The challenge brief says that the NHS is looking for “innovations or new approaches that will increase the proportion of cancers that are diagnosed at stage one or two.” It adds: “This includes innovations in the broadest possible sense, including behavioural interventions, software, or new models of care.”
The background outlined in the brief states that diagnosing cancer early increases a patient’s chance of survival. In 2019, slightly over half of staged cancers were diagnosed at stage one or two. Tumour types that are typically diagnosed at a later stage include “pancreatic, head and neck, oesophageal, stomach, non-Hodgkin’s lymphoma and ovarian cancers,” the document says.
Two of the key ambitions of the NHS’s long-term plan in England are that by 2028, 75% of people with cancer will be diagnosed at stage one or two, while 55,000 more people each year will survive their cancer for five years or more.
The funding competition is open to “all types of innovations, including but not limited to, medical devices, in vitro diagnostics, digital health solutions, behavioural interventions, software, artificial intelligence or new models of care. Innovations can be tumour specific or multi-cancer,” the document says. It adds: “Applications from multicancer innovations which could have a bigger impact on early diagnosis rates are particularly welcome.”
Because there is evidence to suggest cancers are diagnosed later in certain Black and Asian ethnic groups in breast, lung and colorectal cancers, the document states: “Applicants are therefore strongly encouraged to consider the impact of their innovation on health inequalities, and applications that will support to address these inequalities are particularly welcomed.”

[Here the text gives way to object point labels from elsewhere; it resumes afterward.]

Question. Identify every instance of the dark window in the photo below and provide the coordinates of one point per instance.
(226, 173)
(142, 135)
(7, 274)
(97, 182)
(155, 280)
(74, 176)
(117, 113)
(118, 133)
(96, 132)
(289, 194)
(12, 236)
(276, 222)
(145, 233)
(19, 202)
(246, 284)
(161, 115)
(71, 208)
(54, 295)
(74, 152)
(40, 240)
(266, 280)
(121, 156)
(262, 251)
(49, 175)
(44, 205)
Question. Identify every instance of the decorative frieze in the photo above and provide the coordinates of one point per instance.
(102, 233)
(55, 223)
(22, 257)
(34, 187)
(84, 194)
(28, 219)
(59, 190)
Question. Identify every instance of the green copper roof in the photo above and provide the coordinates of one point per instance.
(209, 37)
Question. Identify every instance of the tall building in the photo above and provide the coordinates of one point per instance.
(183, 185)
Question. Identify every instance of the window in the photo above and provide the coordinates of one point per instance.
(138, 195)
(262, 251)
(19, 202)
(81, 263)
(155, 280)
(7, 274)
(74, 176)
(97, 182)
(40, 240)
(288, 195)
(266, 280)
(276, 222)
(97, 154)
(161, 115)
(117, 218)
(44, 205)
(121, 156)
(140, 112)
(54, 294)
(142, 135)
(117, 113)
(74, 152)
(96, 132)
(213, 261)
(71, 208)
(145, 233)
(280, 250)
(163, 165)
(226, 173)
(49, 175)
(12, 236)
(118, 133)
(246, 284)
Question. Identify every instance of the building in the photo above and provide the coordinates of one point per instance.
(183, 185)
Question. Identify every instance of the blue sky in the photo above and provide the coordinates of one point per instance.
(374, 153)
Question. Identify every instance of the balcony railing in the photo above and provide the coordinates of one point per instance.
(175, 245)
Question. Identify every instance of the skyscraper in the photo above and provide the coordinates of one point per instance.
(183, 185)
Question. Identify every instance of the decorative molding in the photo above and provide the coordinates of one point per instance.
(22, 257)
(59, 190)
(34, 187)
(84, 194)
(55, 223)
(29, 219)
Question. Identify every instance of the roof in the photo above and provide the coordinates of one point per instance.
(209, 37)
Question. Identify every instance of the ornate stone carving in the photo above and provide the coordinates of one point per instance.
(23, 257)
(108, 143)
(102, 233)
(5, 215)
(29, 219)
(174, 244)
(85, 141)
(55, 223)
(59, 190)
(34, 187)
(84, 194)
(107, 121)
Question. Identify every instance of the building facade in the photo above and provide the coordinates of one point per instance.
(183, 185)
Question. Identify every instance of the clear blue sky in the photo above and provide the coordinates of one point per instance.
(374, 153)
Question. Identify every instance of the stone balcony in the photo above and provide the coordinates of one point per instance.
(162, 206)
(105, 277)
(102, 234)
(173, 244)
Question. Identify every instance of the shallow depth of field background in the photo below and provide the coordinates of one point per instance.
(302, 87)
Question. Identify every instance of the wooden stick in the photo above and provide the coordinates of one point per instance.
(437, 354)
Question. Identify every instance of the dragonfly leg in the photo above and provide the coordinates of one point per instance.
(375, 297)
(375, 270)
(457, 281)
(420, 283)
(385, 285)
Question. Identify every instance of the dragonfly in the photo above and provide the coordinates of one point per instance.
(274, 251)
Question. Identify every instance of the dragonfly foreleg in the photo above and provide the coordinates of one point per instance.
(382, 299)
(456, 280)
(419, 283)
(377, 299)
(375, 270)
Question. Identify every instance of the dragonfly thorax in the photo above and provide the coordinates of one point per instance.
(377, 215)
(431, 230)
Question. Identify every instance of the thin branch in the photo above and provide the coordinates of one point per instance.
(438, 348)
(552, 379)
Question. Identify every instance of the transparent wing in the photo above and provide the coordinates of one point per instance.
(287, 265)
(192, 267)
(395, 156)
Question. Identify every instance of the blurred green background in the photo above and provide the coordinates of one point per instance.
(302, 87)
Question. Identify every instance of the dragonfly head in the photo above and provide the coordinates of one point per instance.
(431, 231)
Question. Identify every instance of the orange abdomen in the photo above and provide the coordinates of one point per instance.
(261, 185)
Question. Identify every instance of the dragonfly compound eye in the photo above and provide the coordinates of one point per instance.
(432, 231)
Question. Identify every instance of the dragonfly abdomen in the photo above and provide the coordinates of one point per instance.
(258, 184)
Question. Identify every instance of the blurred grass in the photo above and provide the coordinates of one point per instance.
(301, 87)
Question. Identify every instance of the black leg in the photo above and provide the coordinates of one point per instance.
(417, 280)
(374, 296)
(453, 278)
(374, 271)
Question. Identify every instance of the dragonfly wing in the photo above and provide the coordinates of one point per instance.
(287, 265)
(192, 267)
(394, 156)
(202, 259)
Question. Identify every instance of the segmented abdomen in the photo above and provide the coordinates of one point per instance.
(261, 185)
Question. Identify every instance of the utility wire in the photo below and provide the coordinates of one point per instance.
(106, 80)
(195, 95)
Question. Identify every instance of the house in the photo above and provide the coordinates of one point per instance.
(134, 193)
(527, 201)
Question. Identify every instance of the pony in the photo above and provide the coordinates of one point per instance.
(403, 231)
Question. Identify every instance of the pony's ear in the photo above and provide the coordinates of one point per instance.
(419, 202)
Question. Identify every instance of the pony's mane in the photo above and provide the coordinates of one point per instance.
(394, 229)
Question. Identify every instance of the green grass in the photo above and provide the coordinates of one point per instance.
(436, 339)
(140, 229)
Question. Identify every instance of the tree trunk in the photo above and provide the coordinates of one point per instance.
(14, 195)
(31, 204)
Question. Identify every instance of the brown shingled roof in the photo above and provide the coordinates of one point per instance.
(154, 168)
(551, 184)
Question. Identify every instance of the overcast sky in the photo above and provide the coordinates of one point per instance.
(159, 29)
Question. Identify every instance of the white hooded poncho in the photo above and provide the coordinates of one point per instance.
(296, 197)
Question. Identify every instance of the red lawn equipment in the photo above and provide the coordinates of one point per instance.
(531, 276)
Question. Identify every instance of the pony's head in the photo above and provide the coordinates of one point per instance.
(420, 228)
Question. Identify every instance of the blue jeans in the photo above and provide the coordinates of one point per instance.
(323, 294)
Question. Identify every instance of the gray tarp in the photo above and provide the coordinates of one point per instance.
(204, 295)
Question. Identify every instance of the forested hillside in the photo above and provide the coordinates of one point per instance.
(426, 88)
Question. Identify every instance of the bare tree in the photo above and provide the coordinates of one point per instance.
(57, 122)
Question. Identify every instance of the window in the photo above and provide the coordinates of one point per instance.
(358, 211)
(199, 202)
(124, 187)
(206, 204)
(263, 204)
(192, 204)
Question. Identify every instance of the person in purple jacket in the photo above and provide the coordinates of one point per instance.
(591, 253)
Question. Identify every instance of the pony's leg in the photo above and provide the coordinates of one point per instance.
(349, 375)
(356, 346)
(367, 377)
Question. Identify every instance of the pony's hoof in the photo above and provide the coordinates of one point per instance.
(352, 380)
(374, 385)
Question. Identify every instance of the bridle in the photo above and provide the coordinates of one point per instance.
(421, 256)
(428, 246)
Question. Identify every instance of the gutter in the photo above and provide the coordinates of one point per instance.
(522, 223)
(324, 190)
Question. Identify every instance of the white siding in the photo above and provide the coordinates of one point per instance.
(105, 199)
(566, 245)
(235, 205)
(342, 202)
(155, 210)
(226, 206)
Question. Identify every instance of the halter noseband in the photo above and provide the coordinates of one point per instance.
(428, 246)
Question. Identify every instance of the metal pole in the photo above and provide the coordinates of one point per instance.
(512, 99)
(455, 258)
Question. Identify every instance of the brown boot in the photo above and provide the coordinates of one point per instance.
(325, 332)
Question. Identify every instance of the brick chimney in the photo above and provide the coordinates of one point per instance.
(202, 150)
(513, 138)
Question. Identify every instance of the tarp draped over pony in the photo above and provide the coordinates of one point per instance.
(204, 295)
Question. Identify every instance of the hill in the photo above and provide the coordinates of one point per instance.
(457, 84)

As an example of previously successful applications, the document cites OpenMedical’s Pathpoint eDerma, a “centralised platform to help diagnose skin cancers. Using smart phones and tablets, dermoscopy images of the suspected skin cancer can be reviewed and triaged immediately, streamlining the patient pathway from referral to diagnosis and treatment.”
Another example is Endoscop-I, which “combines a medical device and software to capture high-definition endoscope images from suspected head and neck cancer patients. These images can then be transferred through a novel management pathway to specialist cancer consultants for a diagnosis within minutes, streamlining the cancer pathway for patients.”
An online briefing about the funding opportunity will take place on 24 February, ahead of a virtual match-making event on 22 March.